La Muerte redimida o superada por el Amor. Por el Amor sagrado del Salvador o por su remedo el amor humano. Y ligada a la cultura española se halla la figura del Don Juan. Un mito con raíces históricas reelaborado por varios autores españoles pero que alcanza su mayor logro estético en el Don Juan del gran Mozart. Aquí también puede encontrarse la sublime idea mistérica griega del rescate del alma por Amor. Junto con unos conocimientos sobre el mundo astral, envoltura del alma del que es fenómeno el Comendador. Pero en un orden popular resulta más enriquecedor el Tenorio de Zorrilla con todos sus ripios que estas introducidas costumbres de piratas y mercaderes ingleses tan bárbaras y desatinadas.

Quizás no esté de más aclarar por si acaso que esta crítica a la dichosa fiesta gringa de marras no lo es desde el punto de vista del Catolicismo, sino de la Metafísica. ¿Puede sobrevivir una Civilización sin Metafísica? ¿Occidente ha perdido el sentido de la Metafísica y por eso recurre a banalidades comerciales como el dichoso Halloween?

Pensadores actuales como el intelectual ruso Alexander Dugin creen que resulta preciso revivir el Dasein (Ser ahí) heideggeriano para que nuestras sociedades y culturas nacionales no perezcan por las agresiones de la globalización tal como se viene entendiendo y ejecutando. Heidegger pensaba que el olvido del Ser llevaba al predominio absoluto de la Técnica y al cabo, del nihilismo.

Otros como el francés Alain Benoist propugnan cierta neo-paganización de las bases metafísicas de nuestra civilización como remedio para tratar de paliar la al parecer imparable decadencia europea. Pero lo del Halloween no deja de ser una importación frívola y al servicio del negocio y del NOM, otra muestra de la subordinación cultural y estética que posterga antes de olvidar los propios valores. Una forma de arrasar la Cultura y tradiciones estéticas de los diferentes países colonizados y envilecidos con vistas a edificar una cultura todo a cien sobre sus escombros. Es cierto que no sería la primera vez en la Historia que una Cultura sustituye a otra, a veces originando procesos de porfidización, en los que algunos materiales primitivos quedan incluidos en otros si es que no se trasforman. Así, el Cristianismo se habría apropiado por estos lares de las antiguas reflexiones clásicas sobre el Amor y la Muerte.

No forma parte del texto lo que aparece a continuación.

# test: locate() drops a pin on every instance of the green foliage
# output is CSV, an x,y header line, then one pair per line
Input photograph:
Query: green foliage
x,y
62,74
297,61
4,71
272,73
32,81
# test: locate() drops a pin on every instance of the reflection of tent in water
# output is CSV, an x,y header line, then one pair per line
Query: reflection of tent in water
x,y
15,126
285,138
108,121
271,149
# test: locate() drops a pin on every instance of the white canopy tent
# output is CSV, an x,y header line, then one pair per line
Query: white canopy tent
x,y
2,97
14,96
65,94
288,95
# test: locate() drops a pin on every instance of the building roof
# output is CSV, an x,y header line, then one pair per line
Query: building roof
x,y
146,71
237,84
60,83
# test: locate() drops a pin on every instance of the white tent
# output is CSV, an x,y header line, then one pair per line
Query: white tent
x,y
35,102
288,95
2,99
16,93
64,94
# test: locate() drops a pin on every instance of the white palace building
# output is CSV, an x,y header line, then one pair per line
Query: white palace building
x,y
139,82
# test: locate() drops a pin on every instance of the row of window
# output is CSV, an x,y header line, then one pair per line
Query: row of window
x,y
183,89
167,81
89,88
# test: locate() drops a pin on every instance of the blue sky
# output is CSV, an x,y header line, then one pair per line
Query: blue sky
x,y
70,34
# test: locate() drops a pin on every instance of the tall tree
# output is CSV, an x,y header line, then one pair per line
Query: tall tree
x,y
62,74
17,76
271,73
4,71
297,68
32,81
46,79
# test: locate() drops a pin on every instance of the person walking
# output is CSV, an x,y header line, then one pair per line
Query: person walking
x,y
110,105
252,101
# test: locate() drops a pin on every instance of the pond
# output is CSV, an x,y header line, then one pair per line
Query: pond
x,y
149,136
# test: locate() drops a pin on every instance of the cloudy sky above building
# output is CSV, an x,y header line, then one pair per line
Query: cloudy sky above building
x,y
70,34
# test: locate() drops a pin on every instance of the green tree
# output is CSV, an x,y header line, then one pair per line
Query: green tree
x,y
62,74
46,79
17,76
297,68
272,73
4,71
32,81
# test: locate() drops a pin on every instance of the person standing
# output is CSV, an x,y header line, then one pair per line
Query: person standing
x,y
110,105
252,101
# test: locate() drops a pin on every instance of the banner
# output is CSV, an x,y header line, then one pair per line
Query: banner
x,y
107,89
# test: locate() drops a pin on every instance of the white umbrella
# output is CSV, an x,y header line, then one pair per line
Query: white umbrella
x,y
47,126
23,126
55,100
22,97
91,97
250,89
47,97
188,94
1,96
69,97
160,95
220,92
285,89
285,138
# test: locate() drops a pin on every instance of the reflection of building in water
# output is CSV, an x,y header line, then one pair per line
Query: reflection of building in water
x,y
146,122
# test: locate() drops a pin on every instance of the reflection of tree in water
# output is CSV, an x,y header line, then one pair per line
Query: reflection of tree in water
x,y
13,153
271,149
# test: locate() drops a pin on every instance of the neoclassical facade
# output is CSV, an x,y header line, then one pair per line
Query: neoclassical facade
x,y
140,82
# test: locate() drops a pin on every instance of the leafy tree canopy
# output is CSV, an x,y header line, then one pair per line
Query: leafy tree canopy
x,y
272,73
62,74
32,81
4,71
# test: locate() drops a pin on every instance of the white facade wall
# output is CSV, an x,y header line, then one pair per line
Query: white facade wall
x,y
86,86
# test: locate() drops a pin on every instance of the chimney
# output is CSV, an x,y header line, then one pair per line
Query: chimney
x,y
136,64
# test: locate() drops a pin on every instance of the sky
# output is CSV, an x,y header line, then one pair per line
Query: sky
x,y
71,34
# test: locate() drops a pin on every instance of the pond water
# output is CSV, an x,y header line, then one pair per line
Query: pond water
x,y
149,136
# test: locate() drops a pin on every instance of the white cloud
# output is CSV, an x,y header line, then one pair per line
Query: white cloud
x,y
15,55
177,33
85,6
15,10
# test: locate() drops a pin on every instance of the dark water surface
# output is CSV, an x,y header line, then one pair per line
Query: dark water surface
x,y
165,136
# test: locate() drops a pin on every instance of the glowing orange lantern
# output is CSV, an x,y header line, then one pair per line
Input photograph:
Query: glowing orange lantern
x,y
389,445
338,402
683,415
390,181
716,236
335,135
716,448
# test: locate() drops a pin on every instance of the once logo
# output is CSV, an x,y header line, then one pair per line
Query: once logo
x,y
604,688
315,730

Así, un mediterráneo y español por la lengua, el mejicano Amado Nervo, lamentaba en un poema titulado La flauta de Pan,

En las dóricas noches diamantinas

Cuando boga Selene por el cielo

Como un sol moribundo, y en el suelo

Duerme todo: memorias y ruinas

Puebla sotos, oteros y colinas

Un rumor de infinito desconsuelo,

Una música lánguida en que el duelo

Treme y llora con gamas cristalinas.

Es la flauta de Pan, hecha de caña,

Inmortal, porque al dios le plugo en ella

Convertir a Siringa en la campaña

Y parece decir su arrullo triste:

“viandante, une tu voz a mi querella:

si buscas la beldad… ¡Helos no existe!”

Pero esta melancolía es también la tristeza de la decadencia de El viejo sátiro. Y la causada por la introducción de un nuevo rito, sustituto del poético paganismo, el cristiano que también reproduce la idea de la Muerte superada por el Amor, pero que tampoco se libra hoy de su propia decadencia:

Yo tuve un culto en Delfos, de luz eran mis manes

Hoy negros; era fácil el hoy tedioso rito

Por ti me son hostiles mis padres los titanes

Y no hay un sitio para mi dicha en lo infinito.

Ayer me tuteaban los dioses soberanos

Y yo tiraba besos a Zeus a dos manos

Bebiendo el vino dórico de mi lagar…Mas luego

Surgió cual monje estéril el dogma que me aflige

Y el diáfano pontífice Máximo, que rige

La Iglesia, uncióme al culto del místico borrego.

—-

¿Por qué siguió al Olimpo del Gólgota infecundo

La soledad y, en rapto de amores imprevisto,

Las razas empuñaron el lábaro de Cristo,

Que trajo las tristezas al júbilo del mundo?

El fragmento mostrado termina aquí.